Questions fréquentes
- Quelle est la limite maximale du télétravail pour les navetteurs transfrontaliers Suisse-Italie sans perdre le régime fiscal préférentiel?
- Les travailleurs transfrontaliers peuvent travailler jusqu'à 25 % de leur temps de travail annuel depuis leur pays de résidence. Dans ce seuil, les jours de travail intelligents sont considérés, à des fins fiscales uniquement, tels qu'effectués dans les locaux de l'employeur dans l'État d'un autre État, préservant ainsi le statut fiscal du navetteur transfrontalier.
- Quel pourcentage du télétravail est autorisé à maintenir la sécurité sociale dans le pays de l'employeur?
- Pour rester soumis à la législation de sécurité sociale de l'État de l'employeur, jusqu'à 49,9 % de l'activité professionnelle totale peut être télétravaillée dans le pays de résidence. Cela est possible sur demande et lors de la délivrance du document portable A1, conformément à l'accord-cadre.
- Quand le nouveau Protocole sur le télétravail pour les navetteurs transfrontaliers Italie-Suisse entre-t-il en vigueur?
- Le protocole modifiant l'Accord entre l'Italie et la Suisse sur le télétravail pour les travailleurs transfrontaliers est entré en vigueur le 20 janvier 2026. Cela stabilise la possibilité d'effectuer une partie de l'activité de travail en mode agile sans compromettre le régime fiscal.
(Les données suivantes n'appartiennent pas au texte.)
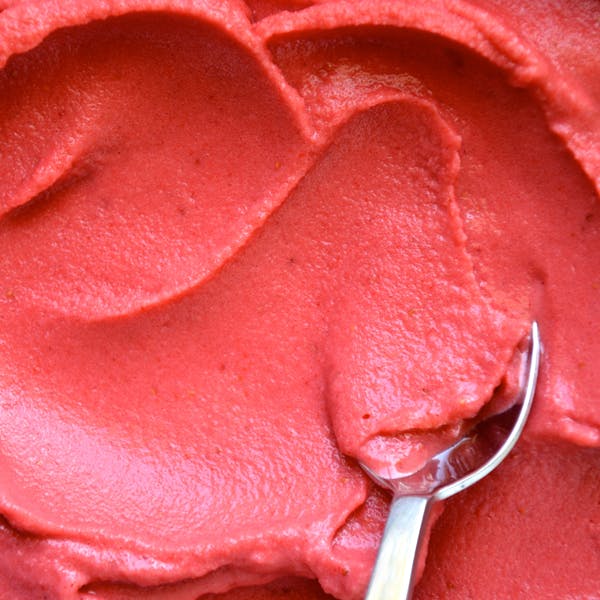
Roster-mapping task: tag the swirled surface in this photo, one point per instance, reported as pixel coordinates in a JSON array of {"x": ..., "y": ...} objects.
[{"x": 243, "y": 246}]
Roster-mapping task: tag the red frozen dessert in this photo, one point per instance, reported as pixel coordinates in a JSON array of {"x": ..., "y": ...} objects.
[{"x": 245, "y": 245}]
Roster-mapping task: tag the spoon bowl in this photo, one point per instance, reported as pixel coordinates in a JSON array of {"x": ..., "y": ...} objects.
[{"x": 450, "y": 471}]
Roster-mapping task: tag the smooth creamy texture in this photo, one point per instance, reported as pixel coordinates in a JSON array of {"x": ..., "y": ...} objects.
[{"x": 240, "y": 245}]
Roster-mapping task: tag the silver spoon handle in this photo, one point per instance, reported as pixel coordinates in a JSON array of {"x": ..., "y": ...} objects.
[{"x": 393, "y": 574}]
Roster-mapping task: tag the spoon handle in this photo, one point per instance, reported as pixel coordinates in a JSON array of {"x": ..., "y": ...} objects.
[{"x": 393, "y": 574}]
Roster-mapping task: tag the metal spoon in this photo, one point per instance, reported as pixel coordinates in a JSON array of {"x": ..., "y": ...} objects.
[{"x": 466, "y": 462}]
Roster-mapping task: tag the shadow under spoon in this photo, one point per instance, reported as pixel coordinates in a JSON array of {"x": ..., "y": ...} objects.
[{"x": 466, "y": 462}]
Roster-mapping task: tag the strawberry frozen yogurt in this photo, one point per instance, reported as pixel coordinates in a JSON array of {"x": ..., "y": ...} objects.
[{"x": 244, "y": 246}]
- Qui est considéré comme un travailleur transfrontalier selon l'accord Italie-Suisse de 2020?
- L'Accord de 2020 définit un travailleur transfrontalier comme résident d'une municipalité située à moins de vingt kilomètres de la frontière, qui exerce des activités d'emploi dans la zone frontalière de l'autre État et revient, en règle générale, à son domicile quotidien.
- Que devraient faire les entreprises et les professionnels pour gérer correctement le télétravail des travailleurs transfrontaliers?
- Ils doivent surveiller séparément à la fois la limite d'imposition de 25 % et la limite de la sécurité sociale de 49,9 %. Il est essentiel de mettre en place des systèmes pour enregistrer les jours travaillés à distance et des procédures internes pour documenter le respect des deux seuils, afin d'éviter les erreurs dans la législation applicable sur la sécurité sociale.